Hi,
I am a relatively new Stan user. I was wondering whether Stan supports models with mixed deterministic and random variables, either directly or via a good hack. To be more specific, let’s say my log joint is a function of $\theta$ and $\psi$, and I want to know the MAP over $\theta$ while also knowing the posterior distribution of $\psi$. In the ADVI sense, I want to be able to maximize $ELBO(\theta, \xi_\psi, \sigma_\psi)$, where $\theta$ is left as is and $(\xi_\psi, \sigma_\psi)$ denote the mean and std of the approximate posterior of $\psi$ in the unconstrained space.
Background: I have a model with mixed continuous and discrete latents. The discrete latents appear in a Markov chain so that integrating them out is intractable (i.e. the number of paths is exponential in the chain length). As an approximation, I thought I’d directly specify an ELBO under the assumption that the posterior is factorized over each node of the chain. The ELBO will be a functional of the posterior distribution of each discrete variable, as well as the rest of the continuous variables.
In the spirit of ADVI, one could simply optimize the “hard-coded” ELBO over an unconstrained parametrization of the simplexes, and the unconstrained parameters of the Gaussians that approximate the posterior of the continuous variables. However, if one implements this naively in Stan, the simplexes will not be treated deterministically; rather, they will also be represented by yet more Gaussians in an unconstrained space. Am I approaching this problem in a wrong manner?
ps> in other words, can I somehow mark some variables (let’s say unconstrained) in my model parameters to be treated as hyperparameters? from a variational inference perspective, this seems like a natural thing to do. From the sampling perspective, however, I’m not sure what this means.

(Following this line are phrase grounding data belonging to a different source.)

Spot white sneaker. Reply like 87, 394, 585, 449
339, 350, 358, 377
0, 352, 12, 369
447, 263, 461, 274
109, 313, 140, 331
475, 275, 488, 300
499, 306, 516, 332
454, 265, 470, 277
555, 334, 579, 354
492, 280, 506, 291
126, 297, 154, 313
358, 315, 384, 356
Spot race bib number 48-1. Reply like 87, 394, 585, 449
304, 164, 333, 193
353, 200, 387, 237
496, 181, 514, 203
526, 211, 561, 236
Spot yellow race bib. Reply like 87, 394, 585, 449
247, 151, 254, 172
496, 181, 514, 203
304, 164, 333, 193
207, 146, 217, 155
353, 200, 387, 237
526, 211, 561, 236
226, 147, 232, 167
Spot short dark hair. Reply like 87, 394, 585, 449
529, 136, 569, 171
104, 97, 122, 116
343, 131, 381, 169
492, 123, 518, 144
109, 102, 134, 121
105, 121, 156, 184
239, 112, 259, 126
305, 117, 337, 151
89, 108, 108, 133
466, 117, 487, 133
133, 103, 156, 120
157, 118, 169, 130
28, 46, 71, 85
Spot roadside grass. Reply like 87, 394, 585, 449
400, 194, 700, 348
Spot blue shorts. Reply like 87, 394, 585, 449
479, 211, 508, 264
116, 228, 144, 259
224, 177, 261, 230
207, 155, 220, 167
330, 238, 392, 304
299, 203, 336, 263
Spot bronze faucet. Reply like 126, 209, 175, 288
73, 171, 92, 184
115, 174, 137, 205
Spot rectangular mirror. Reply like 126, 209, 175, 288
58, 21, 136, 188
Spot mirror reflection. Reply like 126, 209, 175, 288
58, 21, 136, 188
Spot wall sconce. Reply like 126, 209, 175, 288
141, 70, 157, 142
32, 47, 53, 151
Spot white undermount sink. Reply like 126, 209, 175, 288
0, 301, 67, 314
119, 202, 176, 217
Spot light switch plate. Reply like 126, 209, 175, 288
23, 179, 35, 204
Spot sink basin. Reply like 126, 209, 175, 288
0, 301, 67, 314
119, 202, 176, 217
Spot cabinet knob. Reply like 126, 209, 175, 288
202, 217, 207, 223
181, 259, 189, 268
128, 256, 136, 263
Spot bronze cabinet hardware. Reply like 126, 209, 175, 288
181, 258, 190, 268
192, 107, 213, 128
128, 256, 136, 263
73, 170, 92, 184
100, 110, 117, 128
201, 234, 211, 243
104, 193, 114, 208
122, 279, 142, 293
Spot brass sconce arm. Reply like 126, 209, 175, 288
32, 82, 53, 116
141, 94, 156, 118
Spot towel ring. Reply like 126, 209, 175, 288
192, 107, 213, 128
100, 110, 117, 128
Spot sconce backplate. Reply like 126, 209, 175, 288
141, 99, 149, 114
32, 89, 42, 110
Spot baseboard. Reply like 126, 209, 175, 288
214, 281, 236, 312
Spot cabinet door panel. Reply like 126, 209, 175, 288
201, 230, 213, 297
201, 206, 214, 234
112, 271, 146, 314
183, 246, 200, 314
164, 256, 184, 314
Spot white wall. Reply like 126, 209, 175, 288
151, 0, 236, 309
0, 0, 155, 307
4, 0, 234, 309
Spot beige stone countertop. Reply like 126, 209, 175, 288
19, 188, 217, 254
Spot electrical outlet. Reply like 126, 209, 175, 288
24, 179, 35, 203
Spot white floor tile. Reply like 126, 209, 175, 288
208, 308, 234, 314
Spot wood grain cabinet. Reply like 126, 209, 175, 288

pps> perhaps my best shot is to break down the problem into two steps: (1) a forward-backward step on the chain given the posterior of the continuous latents, and (2) optimizing the posterior of the continuous variables given the posterior of the discrete variables. Alternating between these two steps yields the best posterior factorized over continuous and discrete sectors. My original question still holds though: why can’t we simply extend ADVI to treat discrete variables? a discrete distribution defined on a finite set of size $S$ can be represented uniquely with $S-1$ unconstrained real variables and these can be taken as variational parameters.